Direct numerical simulation of Doppler laser cooling of ultra-cold ion plasmas in a Penning trap with a rotating wall

Ultra-cold ion crystals in Penning traps enable interesting research at the forefront of different areas of physics. Doppler laser cooling ions to a fraction of millikelvin allows the formation of a two-dimensional hexagonal structure. There are two major differences of Doppler cooling in a Penning trap when compared to neutral atom traps. The motion of ions is subject to the external trap electric and magnetic fields, as well as the Coulomb interactions between ions. We observe both exact crystal and non-equilibrium states can exist at extremely low temperature.

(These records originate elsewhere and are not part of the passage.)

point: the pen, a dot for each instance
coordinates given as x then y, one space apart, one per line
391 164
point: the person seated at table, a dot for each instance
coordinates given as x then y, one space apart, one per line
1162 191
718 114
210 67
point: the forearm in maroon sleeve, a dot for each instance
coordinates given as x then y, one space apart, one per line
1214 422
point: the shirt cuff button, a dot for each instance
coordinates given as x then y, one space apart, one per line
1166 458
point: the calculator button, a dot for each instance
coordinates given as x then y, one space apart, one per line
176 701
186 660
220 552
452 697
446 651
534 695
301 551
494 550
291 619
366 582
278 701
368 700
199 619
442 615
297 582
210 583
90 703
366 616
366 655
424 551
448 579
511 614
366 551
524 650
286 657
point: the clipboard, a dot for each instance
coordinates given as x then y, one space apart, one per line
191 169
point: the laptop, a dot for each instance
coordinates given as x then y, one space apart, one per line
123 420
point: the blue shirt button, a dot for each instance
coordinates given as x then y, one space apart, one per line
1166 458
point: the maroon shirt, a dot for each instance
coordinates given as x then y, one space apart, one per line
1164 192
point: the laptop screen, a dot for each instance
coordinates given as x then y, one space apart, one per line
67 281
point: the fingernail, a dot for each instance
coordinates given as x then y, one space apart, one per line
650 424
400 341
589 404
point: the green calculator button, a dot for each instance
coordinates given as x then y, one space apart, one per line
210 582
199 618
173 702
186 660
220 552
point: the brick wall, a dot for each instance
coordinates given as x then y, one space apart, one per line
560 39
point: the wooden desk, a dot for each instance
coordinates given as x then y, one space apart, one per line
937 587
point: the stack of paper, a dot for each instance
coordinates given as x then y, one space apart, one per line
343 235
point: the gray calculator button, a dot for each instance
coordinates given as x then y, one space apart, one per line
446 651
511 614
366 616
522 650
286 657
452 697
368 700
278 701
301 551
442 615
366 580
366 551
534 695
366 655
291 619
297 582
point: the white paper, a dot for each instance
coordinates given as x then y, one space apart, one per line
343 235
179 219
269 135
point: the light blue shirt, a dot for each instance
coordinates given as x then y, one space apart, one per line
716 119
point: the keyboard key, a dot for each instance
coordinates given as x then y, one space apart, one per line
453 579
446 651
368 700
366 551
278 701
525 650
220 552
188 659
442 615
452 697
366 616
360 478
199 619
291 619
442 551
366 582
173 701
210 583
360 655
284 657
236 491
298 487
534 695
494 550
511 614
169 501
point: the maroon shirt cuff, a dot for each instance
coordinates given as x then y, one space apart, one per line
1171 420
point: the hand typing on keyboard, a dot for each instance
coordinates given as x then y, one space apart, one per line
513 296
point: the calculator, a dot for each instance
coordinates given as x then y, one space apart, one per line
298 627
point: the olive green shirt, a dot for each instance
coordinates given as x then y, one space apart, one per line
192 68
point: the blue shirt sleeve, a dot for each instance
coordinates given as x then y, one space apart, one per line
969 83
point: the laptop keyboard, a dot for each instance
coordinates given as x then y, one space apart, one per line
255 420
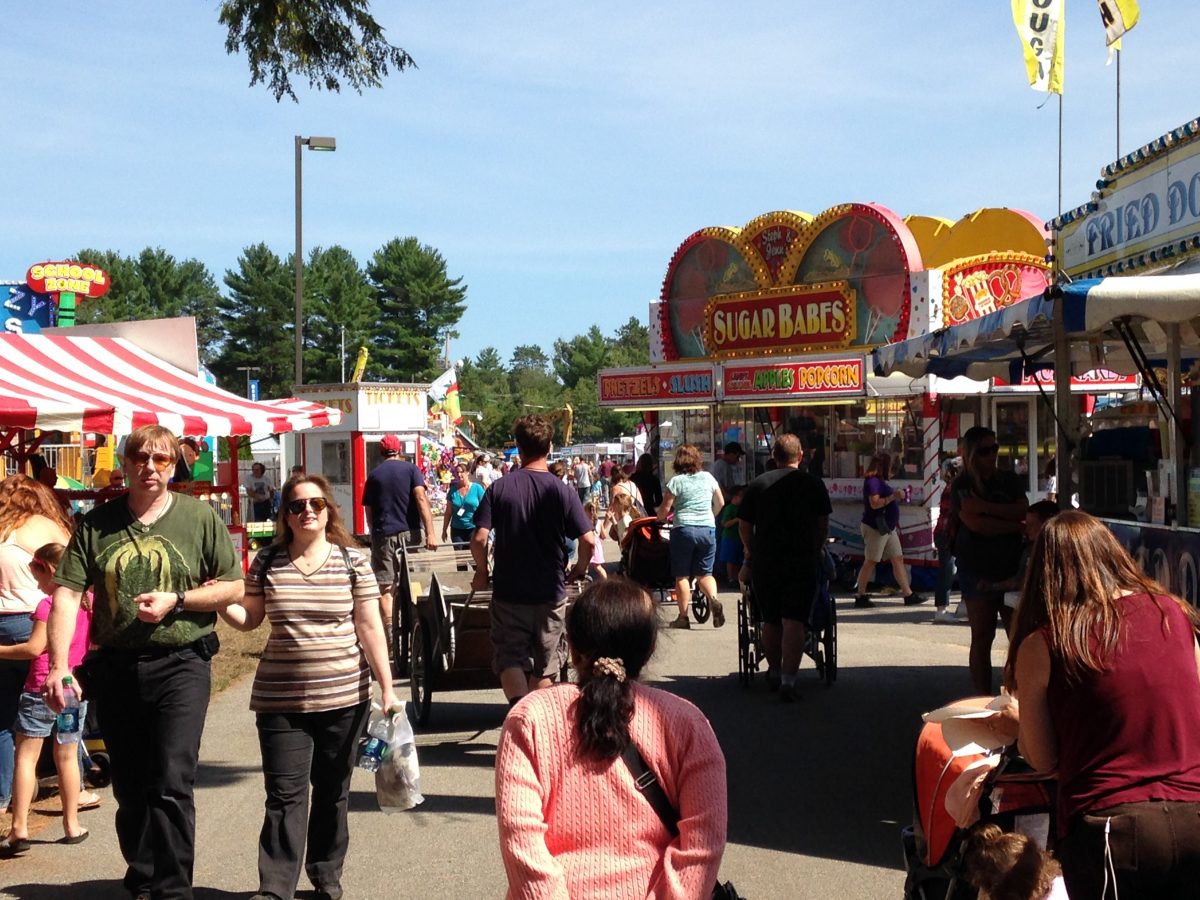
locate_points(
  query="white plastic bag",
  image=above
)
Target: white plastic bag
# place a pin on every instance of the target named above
(399, 777)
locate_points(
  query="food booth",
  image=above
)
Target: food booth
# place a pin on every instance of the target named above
(1127, 303)
(767, 329)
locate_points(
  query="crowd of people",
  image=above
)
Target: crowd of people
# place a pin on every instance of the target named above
(1104, 664)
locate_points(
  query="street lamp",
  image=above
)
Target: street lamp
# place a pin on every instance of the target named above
(312, 144)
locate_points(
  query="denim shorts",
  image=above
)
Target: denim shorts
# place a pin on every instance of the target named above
(693, 551)
(35, 719)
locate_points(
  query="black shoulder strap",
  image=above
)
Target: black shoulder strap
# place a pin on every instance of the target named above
(648, 785)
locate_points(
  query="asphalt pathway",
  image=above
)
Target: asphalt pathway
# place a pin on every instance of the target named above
(819, 790)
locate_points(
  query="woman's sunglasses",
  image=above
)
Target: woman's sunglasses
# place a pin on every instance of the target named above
(161, 461)
(297, 507)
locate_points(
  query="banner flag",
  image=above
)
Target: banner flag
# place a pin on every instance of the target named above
(444, 393)
(1042, 30)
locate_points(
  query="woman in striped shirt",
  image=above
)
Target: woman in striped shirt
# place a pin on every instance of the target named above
(311, 690)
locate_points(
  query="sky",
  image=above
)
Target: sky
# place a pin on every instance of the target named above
(557, 154)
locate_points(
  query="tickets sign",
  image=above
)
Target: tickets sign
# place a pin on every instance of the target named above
(808, 379)
(802, 317)
(657, 388)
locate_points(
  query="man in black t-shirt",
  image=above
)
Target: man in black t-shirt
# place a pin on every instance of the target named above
(532, 514)
(785, 520)
(393, 489)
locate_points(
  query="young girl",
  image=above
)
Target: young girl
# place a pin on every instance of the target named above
(35, 720)
(595, 568)
(1008, 865)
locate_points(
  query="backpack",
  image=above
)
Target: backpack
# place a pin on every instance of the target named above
(271, 550)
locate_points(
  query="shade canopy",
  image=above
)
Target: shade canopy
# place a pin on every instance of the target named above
(112, 387)
(1020, 336)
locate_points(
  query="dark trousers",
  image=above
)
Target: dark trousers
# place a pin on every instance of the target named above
(303, 749)
(151, 714)
(1153, 846)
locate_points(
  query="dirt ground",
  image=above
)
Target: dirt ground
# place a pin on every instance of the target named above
(238, 657)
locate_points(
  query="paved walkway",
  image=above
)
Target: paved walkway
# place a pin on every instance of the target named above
(817, 790)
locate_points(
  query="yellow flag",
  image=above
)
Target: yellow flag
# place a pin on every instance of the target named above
(1042, 29)
(1117, 17)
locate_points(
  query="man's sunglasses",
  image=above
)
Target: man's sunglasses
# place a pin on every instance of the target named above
(297, 507)
(161, 461)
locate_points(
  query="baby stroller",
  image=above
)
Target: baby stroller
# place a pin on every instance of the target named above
(646, 558)
(1013, 797)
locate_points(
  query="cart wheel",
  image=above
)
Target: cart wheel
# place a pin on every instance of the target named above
(829, 645)
(401, 637)
(101, 772)
(421, 675)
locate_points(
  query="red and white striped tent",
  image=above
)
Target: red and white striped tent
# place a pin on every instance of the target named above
(112, 387)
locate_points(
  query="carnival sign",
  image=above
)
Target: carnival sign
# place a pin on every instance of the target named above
(979, 286)
(808, 379)
(643, 388)
(809, 317)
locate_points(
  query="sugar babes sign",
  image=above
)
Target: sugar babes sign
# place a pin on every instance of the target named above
(815, 378)
(802, 317)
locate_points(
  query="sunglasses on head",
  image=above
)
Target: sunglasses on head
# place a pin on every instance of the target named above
(161, 461)
(297, 507)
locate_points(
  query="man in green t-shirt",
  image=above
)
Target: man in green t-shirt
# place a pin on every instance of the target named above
(159, 564)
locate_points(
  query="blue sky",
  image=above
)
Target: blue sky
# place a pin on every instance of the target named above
(557, 154)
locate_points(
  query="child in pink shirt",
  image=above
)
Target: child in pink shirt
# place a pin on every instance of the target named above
(35, 720)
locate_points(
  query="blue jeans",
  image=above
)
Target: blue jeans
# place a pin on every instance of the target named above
(15, 628)
(946, 571)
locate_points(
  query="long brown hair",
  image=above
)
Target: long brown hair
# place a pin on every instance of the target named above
(1075, 573)
(22, 498)
(335, 528)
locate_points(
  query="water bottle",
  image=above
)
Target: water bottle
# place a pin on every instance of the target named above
(67, 723)
(375, 747)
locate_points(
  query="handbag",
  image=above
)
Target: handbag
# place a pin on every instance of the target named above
(647, 784)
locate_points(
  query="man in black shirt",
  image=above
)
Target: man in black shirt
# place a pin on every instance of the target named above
(785, 520)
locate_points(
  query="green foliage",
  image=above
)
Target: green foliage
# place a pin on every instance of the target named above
(325, 41)
(258, 319)
(419, 304)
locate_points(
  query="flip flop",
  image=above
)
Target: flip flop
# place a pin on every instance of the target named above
(12, 846)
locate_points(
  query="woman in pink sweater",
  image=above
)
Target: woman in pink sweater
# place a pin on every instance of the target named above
(573, 822)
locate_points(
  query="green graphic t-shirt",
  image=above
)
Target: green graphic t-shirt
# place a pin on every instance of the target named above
(118, 558)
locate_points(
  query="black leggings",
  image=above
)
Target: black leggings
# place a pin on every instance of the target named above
(1153, 846)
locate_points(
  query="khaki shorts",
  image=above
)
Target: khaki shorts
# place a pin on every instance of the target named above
(881, 546)
(529, 636)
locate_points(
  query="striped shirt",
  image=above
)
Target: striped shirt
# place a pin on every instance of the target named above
(312, 661)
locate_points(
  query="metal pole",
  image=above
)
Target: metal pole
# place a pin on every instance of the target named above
(299, 269)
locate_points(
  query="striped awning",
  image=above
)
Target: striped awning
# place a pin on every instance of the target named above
(112, 387)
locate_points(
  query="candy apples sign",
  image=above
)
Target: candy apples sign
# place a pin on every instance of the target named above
(809, 317)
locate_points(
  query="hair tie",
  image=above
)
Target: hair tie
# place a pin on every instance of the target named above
(609, 666)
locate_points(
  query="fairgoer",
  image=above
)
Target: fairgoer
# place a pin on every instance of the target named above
(532, 514)
(1104, 663)
(311, 689)
(160, 565)
(600, 837)
(784, 523)
(394, 489)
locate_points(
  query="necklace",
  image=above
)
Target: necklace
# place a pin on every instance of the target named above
(144, 527)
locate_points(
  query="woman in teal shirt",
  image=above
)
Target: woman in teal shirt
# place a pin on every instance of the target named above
(462, 501)
(696, 499)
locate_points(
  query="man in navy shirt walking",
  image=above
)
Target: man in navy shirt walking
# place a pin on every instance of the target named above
(394, 489)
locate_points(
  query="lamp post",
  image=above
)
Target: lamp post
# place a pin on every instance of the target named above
(247, 370)
(312, 144)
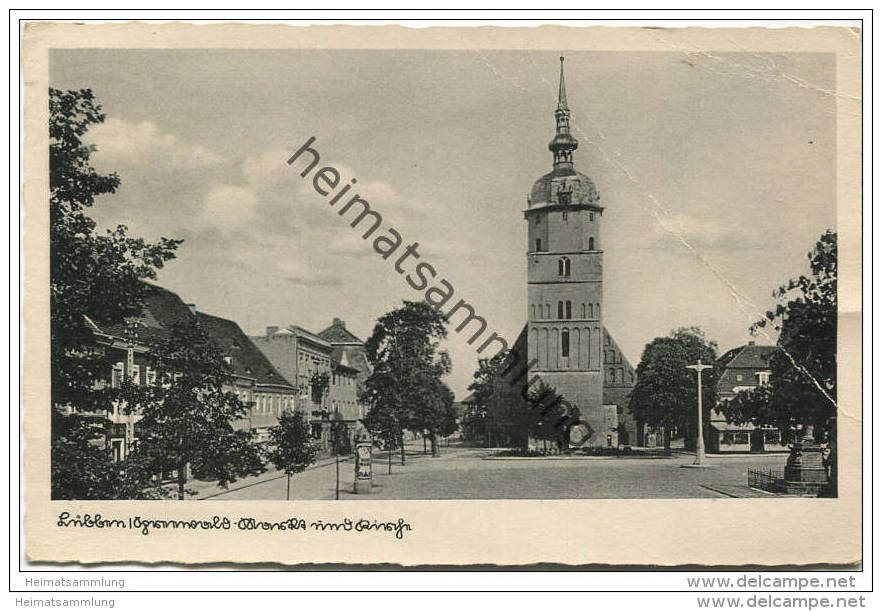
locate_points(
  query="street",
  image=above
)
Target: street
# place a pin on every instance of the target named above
(465, 473)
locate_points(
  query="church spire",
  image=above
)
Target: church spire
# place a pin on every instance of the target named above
(563, 144)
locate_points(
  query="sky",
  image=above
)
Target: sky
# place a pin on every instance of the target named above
(717, 175)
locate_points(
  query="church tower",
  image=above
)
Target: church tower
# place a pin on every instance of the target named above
(566, 341)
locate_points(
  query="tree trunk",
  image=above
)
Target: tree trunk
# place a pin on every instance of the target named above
(402, 450)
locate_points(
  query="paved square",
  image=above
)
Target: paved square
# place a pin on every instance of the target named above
(466, 473)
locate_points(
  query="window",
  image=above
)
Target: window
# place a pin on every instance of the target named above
(116, 449)
(116, 375)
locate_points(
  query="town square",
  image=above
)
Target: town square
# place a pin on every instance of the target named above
(356, 370)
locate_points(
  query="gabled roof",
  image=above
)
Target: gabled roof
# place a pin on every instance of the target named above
(351, 356)
(337, 333)
(163, 309)
(247, 359)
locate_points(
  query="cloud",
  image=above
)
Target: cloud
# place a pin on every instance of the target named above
(122, 142)
(704, 234)
(228, 205)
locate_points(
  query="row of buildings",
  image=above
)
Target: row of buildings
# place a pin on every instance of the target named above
(317, 374)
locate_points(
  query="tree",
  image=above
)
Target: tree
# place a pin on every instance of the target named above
(802, 386)
(547, 416)
(666, 393)
(476, 421)
(402, 391)
(292, 449)
(94, 275)
(187, 415)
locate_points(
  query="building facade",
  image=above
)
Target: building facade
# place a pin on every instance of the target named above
(568, 346)
(323, 373)
(258, 384)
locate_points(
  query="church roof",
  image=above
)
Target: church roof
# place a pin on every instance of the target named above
(546, 191)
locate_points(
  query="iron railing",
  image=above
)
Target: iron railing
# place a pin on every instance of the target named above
(764, 479)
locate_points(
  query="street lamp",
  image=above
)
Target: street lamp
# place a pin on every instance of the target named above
(699, 444)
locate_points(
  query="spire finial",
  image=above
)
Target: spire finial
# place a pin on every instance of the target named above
(562, 93)
(563, 144)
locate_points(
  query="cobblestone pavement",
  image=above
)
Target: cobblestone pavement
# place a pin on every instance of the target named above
(462, 473)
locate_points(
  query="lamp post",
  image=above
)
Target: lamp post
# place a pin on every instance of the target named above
(699, 444)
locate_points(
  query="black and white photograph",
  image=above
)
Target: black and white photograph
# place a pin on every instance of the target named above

The ion planar modes are separated into two branches, the higher frequency cyclotron and the lower frequency magnetron branch. The potential energy in the magnetron branch can be relatively large for non-equilibrium states even when the thermal kinetic energy is very low. A direct numerical simulation of many interacting ions in a Penning trap with a rotating wall is implemented to classically model the ions dynamics. Both axial and planar Doppler cooling are modelled using stochastic momentum impulses based on two-level atomic scattering rates. The numerical simulations help us characterize the ultra-cold ion crystal by observing the power spectrum density, mean square displacement and other detailed diagnostics.